It seems only right that Arthur Miller's native land should stage a salesman's contest to help its citizens decide how to vote.

In the US presidential debate on CNN, George W Bush was cast as Willie Loman, the anti-hero in Death of a Salesman, with all his mingled pathos, family values and ancient patter. Mr Bush is an immoderately modest man. He made that point clear. "Ah was a small oil person for a while in west Texas," he said at one point, peering over the podium. He loves his wife, and, "What ah care about is children."

Deep in the heart of Texas, Mr Bush has been doing what governors do, including personally comforting the afflicted during floods. "To put my arms round people and cry with them - that's what governors do." In Washington, the insincerity is slicker and the salesmen wear more expensive suits. So it seemed from Al Gore's performance. He looked better fed, as though he had met his sales targets for years - not necessarily a selling point in careworn middle America.

He looked dangerously Ivy League, and he talked worryingly clever. Mr Gore, or his focus groups, had evidently identified this problem in advance. Even if he had not hugged the flooded citizens of Texas, he was in touch with the poor and disadvantaged.
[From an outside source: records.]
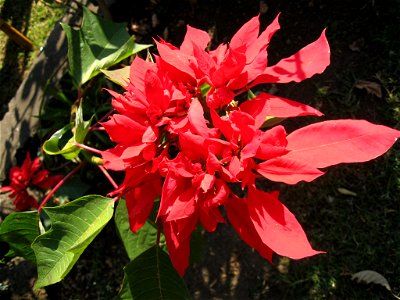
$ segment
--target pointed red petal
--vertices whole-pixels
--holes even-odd
[[[278,18],[279,14],[276,16],[274,21],[272,21],[272,23],[268,25],[268,27],[260,34],[257,40],[254,43],[248,45],[248,49],[246,51],[247,64],[252,63],[254,59],[258,57],[260,59],[258,60],[257,64],[262,64],[264,68],[267,66],[268,55],[265,50],[267,49],[268,44],[274,33],[280,28]],[[255,66],[256,65],[253,65],[252,67]],[[259,71],[264,71],[264,69]]]
[[[193,55],[193,44],[204,50],[210,42],[207,32],[187,25],[185,38],[183,39],[180,50],[188,55]]]
[[[332,120],[312,124],[287,136],[285,157],[316,168],[364,162],[385,153],[400,131],[365,120]]]
[[[247,100],[239,106],[241,111],[251,115],[255,120],[255,127],[260,128],[271,110],[267,94],[262,93],[256,98]]]
[[[310,182],[323,175],[313,166],[285,157],[267,160],[257,165],[256,171],[272,181],[296,184],[299,181]]]
[[[330,49],[324,30],[315,42],[282,59],[276,65],[266,68],[264,74],[258,76],[251,86],[268,82],[300,82],[322,73],[329,64]]]
[[[143,133],[147,129],[143,124],[119,114],[111,116],[110,120],[102,123],[102,125],[113,142],[124,145],[140,143]],[[130,132],[130,134],[126,134],[127,132]]]
[[[163,66],[163,68],[168,70],[168,73],[172,73],[170,75],[173,76],[174,80],[181,79],[184,81],[187,76],[192,80],[196,78],[194,70],[189,66],[189,57],[186,54],[180,52],[178,49],[171,49],[165,43],[156,41],[156,45],[162,60],[169,65],[169,67]],[[182,78],[179,73],[186,74],[186,76],[184,76],[186,78]]]
[[[293,259],[312,256],[312,249],[296,217],[278,200],[276,193],[249,188],[251,221],[264,244],[279,255]]]
[[[272,262],[272,250],[263,243],[250,219],[246,199],[233,195],[225,205],[229,222],[235,228],[240,238],[258,253]]]
[[[323,116],[323,113],[315,108],[293,100],[265,94],[270,110],[269,117],[292,118],[300,116]]]
[[[158,176],[149,176],[142,184],[131,189],[126,195],[126,207],[129,215],[129,225],[136,233],[151,213],[154,200],[160,195],[161,182]]]
[[[197,133],[203,137],[209,136],[211,129],[207,127],[207,121],[204,118],[203,106],[197,98],[193,98],[192,103],[190,103],[188,118],[194,129],[194,133]]]
[[[190,235],[197,224],[197,217],[164,222],[164,235],[172,265],[180,276],[189,265]]]

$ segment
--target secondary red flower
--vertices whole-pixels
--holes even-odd
[[[36,186],[42,189],[50,189],[61,180],[61,175],[49,176],[50,172],[43,169],[39,157],[33,161],[29,155],[21,167],[12,167],[10,169],[9,186],[0,188],[0,192],[9,192],[8,196],[13,199],[17,210],[27,210],[32,207],[37,208],[37,200],[29,194],[28,188]]]

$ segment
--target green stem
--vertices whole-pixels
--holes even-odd
[[[38,208],[38,214],[42,211],[43,206],[46,205],[46,203],[50,200],[51,196],[54,195],[54,193],[62,186],[68,179],[70,179],[73,175],[75,175],[76,172],[78,172],[83,166],[83,163],[78,165],[75,169],[73,169],[71,172],[69,172],[62,180],[60,180],[59,183],[56,184],[55,187],[50,191],[50,193],[47,194],[46,198],[40,203],[40,206]]]

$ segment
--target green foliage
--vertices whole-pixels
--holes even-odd
[[[127,82],[129,82],[129,75],[130,75],[131,68],[129,66],[123,67],[117,70],[101,70],[101,72],[106,75],[108,79],[112,82],[125,87]]]
[[[61,25],[68,39],[71,74],[79,85],[99,74],[102,69],[151,46],[136,44],[124,23],[103,20],[85,7],[79,30]]]
[[[73,124],[68,124],[60,130],[56,131],[50,137],[50,139],[48,139],[43,144],[43,150],[50,155],[61,154],[66,159],[74,159],[79,155],[79,152],[81,151],[80,148],[75,146],[75,143],[83,143],[89,131],[91,122],[92,119],[90,119],[89,121],[83,120],[82,106],[79,106],[75,115],[75,127],[73,127]],[[70,134],[72,128],[75,129],[73,136],[60,149],[60,142],[65,139],[65,136]]]
[[[35,288],[61,281],[113,215],[114,201],[89,195],[59,207],[44,208],[52,226],[32,244],[38,280]]]
[[[0,226],[0,240],[7,242],[10,246],[6,257],[22,256],[35,263],[35,254],[31,244],[38,235],[36,211],[12,213],[4,219]]]
[[[118,201],[115,209],[115,224],[130,260],[135,259],[141,253],[156,245],[157,228],[151,221],[147,221],[135,234],[131,231],[124,199]],[[164,235],[161,233],[160,235],[159,243],[164,245],[164,250],[166,251]]]
[[[158,246],[137,256],[124,271],[124,283],[118,299],[190,299],[169,256]]]

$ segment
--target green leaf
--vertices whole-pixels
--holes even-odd
[[[90,123],[92,122],[92,118],[89,121],[83,120],[83,112],[82,105],[80,105],[75,114],[75,126],[74,124],[68,124],[56,131],[47,141],[43,144],[43,150],[49,155],[58,155],[61,154],[66,159],[74,159],[76,158],[81,148],[75,146],[75,143],[83,143],[87,133],[89,132]],[[63,140],[68,138],[68,135],[71,135],[71,130],[75,128],[73,136],[67,141],[67,143],[60,147],[60,144]],[[66,138],[67,137],[67,138]]]
[[[31,248],[39,235],[38,215],[36,211],[15,212],[8,215],[0,225],[0,240],[7,242],[10,251],[7,257],[22,256],[35,263],[35,254]]]
[[[114,201],[89,195],[44,208],[52,226],[32,244],[38,266],[35,288],[61,281],[113,215]]]
[[[190,299],[183,279],[169,256],[153,246],[124,268],[125,277],[117,299]]]
[[[103,20],[83,7],[83,22],[79,30],[61,24],[68,39],[68,61],[72,76],[84,84],[121,60],[149,48],[141,45],[126,31],[125,23]]]
[[[252,90],[247,91],[247,99],[248,100],[254,99],[255,97],[257,97],[257,96],[256,96],[256,94],[253,93]]]
[[[122,87],[126,87],[127,83],[129,82],[130,70],[131,68],[129,66],[126,66],[121,69],[111,71],[101,70],[101,72],[104,73],[104,75],[106,75],[106,77],[112,82]]]
[[[118,234],[130,260],[135,259],[138,255],[156,244],[157,228],[153,222],[147,221],[136,233],[131,231],[129,227],[128,210],[124,199],[118,201],[114,218]],[[163,248],[166,251],[165,237],[163,234],[160,236],[159,243],[164,246]]]

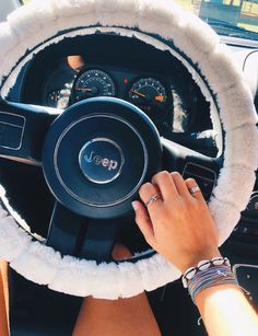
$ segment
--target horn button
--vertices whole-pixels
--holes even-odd
[[[43,148],[47,184],[63,206],[97,219],[126,216],[142,183],[161,170],[160,136],[118,99],[77,103],[51,125]]]

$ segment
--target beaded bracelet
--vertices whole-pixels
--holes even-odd
[[[202,260],[197,267],[190,267],[183,276],[183,283],[185,288],[188,287],[194,303],[196,303],[197,293],[204,288],[225,283],[238,285],[232,273],[230,260],[222,257]]]
[[[188,281],[191,280],[198,271],[208,269],[212,266],[221,266],[221,265],[231,266],[231,263],[227,258],[223,257],[214,257],[211,260],[199,262],[196,267],[190,267],[185,271],[185,274],[181,277],[183,286],[187,288]]]

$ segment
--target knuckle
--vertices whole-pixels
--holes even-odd
[[[172,172],[172,176],[175,178],[180,178],[181,175],[178,172]]]
[[[186,179],[186,183],[195,184],[195,183],[196,183],[196,179],[192,178],[192,177],[189,177],[189,178]]]
[[[150,182],[144,183],[141,187],[140,187],[140,196],[144,195],[146,193],[148,189],[150,189],[150,187],[152,186],[152,184]]]

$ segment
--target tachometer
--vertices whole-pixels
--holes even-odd
[[[166,90],[162,83],[154,78],[142,78],[138,80],[129,91],[130,100],[136,103],[162,106],[167,100]]]
[[[81,101],[93,96],[115,96],[116,88],[113,79],[102,70],[87,70],[77,80],[74,100]]]

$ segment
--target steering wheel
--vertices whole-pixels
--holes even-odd
[[[183,62],[210,102],[223,139],[218,158],[160,137],[141,109],[118,99],[90,99],[62,113],[5,101],[33,55],[64,37],[108,32],[141,39]],[[47,240],[37,241],[15,220],[1,190],[12,216],[0,212],[0,257],[12,268],[57,291],[105,299],[175,280],[179,270],[153,251],[126,262],[112,258],[141,184],[164,169],[199,176],[208,196],[213,189],[209,207],[220,244],[225,241],[255,183],[257,116],[242,73],[206,23],[172,1],[49,0],[13,12],[1,24],[0,44],[0,155],[42,166],[56,198]]]

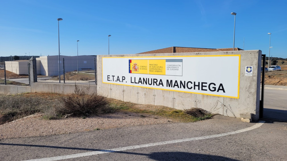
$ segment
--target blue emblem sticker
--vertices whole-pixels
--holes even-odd
[[[252,67],[247,67],[246,71],[250,73],[252,71]]]

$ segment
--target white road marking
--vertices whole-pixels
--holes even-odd
[[[186,141],[193,141],[194,140],[200,140],[205,139],[210,139],[210,138],[213,138],[214,137],[218,137],[226,136],[226,135],[232,135],[233,134],[236,134],[242,133],[243,132],[247,131],[249,131],[250,130],[251,130],[260,127],[261,126],[261,125],[263,125],[264,123],[265,123],[265,121],[259,121],[259,122],[258,122],[258,123],[257,123],[255,125],[252,126],[251,127],[250,127],[246,129],[237,130],[236,131],[232,131],[231,132],[228,132],[228,133],[220,134],[215,134],[214,135],[209,135],[208,136],[198,137],[193,137],[192,138],[188,138],[187,139],[179,139],[174,140],[171,140],[170,141],[158,142],[157,143],[151,143],[145,144],[142,144],[141,145],[135,145],[133,146],[127,146],[126,147],[119,148],[114,148],[113,149],[103,150],[99,151],[95,151],[94,152],[90,152],[80,153],[78,154],[71,154],[71,155],[67,155],[67,156],[55,156],[54,157],[46,158],[40,159],[27,160],[24,161],[50,161],[58,160],[59,160],[88,156],[92,156],[93,155],[97,155],[97,154],[105,154],[105,153],[110,153],[116,152],[121,152],[122,151],[124,151],[128,150],[138,149],[139,148],[146,148],[150,146],[160,145],[164,145],[165,144],[174,144],[177,143],[180,143]]]

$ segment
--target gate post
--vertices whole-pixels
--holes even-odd
[[[94,61],[95,61],[95,83],[96,85],[97,85],[97,63],[96,63],[96,58],[94,58]]]
[[[37,82],[37,64],[35,58],[33,58],[33,74],[34,76],[34,82]]]
[[[262,54],[263,64],[262,66],[262,84],[261,85],[261,100],[259,105],[259,118],[263,117],[263,109],[264,105],[264,84],[265,80],[265,58],[266,55]]]
[[[5,82],[5,85],[6,85],[6,65],[5,64],[5,62],[4,62],[4,82]]]
[[[30,74],[30,63],[28,63],[28,79],[29,80],[29,86],[31,86],[31,75]]]
[[[63,58],[63,80],[64,80],[64,83],[65,83],[65,62],[64,61],[64,58]]]

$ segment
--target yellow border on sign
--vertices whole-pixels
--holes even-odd
[[[106,82],[104,82],[104,80],[103,79],[103,78],[104,78],[103,76],[103,58],[148,58],[148,57],[239,57],[239,65],[238,66],[238,89],[237,90],[238,93],[237,93],[237,97],[233,97],[232,96],[224,96],[224,95],[218,95],[216,94],[211,94],[208,93],[198,93],[197,92],[187,92],[186,91],[182,91],[180,90],[168,90],[166,89],[162,89],[161,88],[153,88],[148,87],[143,87],[142,86],[133,86],[132,85],[125,85],[125,84],[119,84],[117,83],[107,83]],[[193,56],[158,56],[155,57],[102,57],[102,82],[103,83],[105,84],[115,84],[117,85],[121,85],[121,86],[130,86],[132,87],[139,87],[140,88],[149,88],[150,89],[155,89],[155,90],[168,90],[170,91],[174,91],[174,92],[183,92],[185,93],[194,93],[194,94],[202,94],[203,95],[207,95],[208,96],[217,96],[220,97],[226,97],[228,98],[237,98],[238,99],[239,99],[239,85],[240,85],[240,60],[241,58],[241,55],[193,55]]]

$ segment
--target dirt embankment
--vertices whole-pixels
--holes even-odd
[[[287,86],[287,65],[281,67],[281,70],[265,72],[266,85]],[[262,77],[261,83],[262,82]]]

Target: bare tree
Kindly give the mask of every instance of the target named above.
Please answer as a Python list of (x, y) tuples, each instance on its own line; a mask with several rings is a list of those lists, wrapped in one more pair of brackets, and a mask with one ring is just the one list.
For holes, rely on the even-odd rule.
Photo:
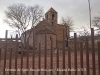
[(66, 18), (64, 17), (61, 18), (61, 24), (69, 26), (70, 31), (73, 31), (73, 25), (74, 25), (73, 23), (74, 23), (74, 20), (69, 16)]
[(88, 30), (86, 27), (82, 26), (80, 31), (78, 31), (79, 39), (81, 41), (84, 41), (86, 37), (90, 36), (90, 30)]
[(88, 5), (89, 5), (89, 17), (90, 17), (90, 29), (91, 29), (91, 5), (90, 5), (90, 0), (88, 0)]
[(100, 17), (99, 16), (93, 18), (92, 25), (100, 29)]
[[(20, 35), (23, 33), (24, 43), (26, 44), (26, 30), (37, 25), (43, 16), (43, 9), (39, 5), (25, 6), (24, 4), (13, 4), (5, 11), (4, 21), (14, 28)], [(31, 31), (29, 33), (30, 37)], [(20, 35), (21, 36), (21, 35)], [(29, 38), (28, 37), (28, 38)]]
[(38, 6), (25, 6), (24, 4), (13, 4), (5, 11), (4, 21), (19, 33), (24, 33), (27, 28), (37, 24), (43, 16), (43, 9)]

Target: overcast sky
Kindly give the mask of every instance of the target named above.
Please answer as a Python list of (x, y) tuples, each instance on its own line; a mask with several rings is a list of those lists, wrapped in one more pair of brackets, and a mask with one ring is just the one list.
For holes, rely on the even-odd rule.
[[(89, 27), (88, 0), (0, 0), (0, 37), (4, 37), (5, 30), (13, 30), (3, 22), (4, 11), (15, 3), (26, 5), (40, 5), (44, 12), (53, 7), (58, 12), (58, 19), (70, 16), (74, 20), (74, 29), (81, 26)], [(100, 15), (100, 0), (91, 0), (92, 18)]]

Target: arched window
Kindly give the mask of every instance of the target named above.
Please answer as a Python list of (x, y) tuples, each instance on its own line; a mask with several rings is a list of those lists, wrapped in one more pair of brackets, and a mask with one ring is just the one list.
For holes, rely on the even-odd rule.
[(54, 20), (54, 14), (52, 14), (52, 19)]
[(48, 15), (47, 15), (47, 20), (48, 20)]

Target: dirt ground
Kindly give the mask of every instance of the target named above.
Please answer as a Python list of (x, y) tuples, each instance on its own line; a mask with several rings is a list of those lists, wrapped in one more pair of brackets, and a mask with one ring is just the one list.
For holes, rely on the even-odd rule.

In the debating hall, he told America, was Winifred Skinner from Iowa, 79 years old, who has to collect cans to pay for her prescription drugs. And not just Mrs Skinner. "She has come all the way from Iowa with her poodle."

Can America fail to buy a man who is taking the grassroots so seriously that he is receiving political feedback from an Iowan dog? Then they came to women. As every salesman knows, it is the woman who typically makes the decision to buy. Gore and Bush put their shiny shoes in the door and told Mrs America, firmly, that they loved their wives. Gore mentioned grandfatherhood. If he had been able to get out the snaps, it seemed he would have done.

Whom to buy? The big, rich-looking man with the way with words, or the honest guy from Texas easily puzzled by Washington fuzzy maths? Afterwards the polls showed that Gore had done better overall. But Bush had had more success with men. The women went for Gore. Was it his suit, or his stature, or his statements? "I support a woman's right to choose" and "I trust women to make the decisions that affect their lives, their destinies and their bodies."

Bush and Gore are due to meet again in mid-October in North Carolina, and the final salesmen's duel takes place a few days later in St Louis. It seems a long protracted way to choose a brand of snake oil.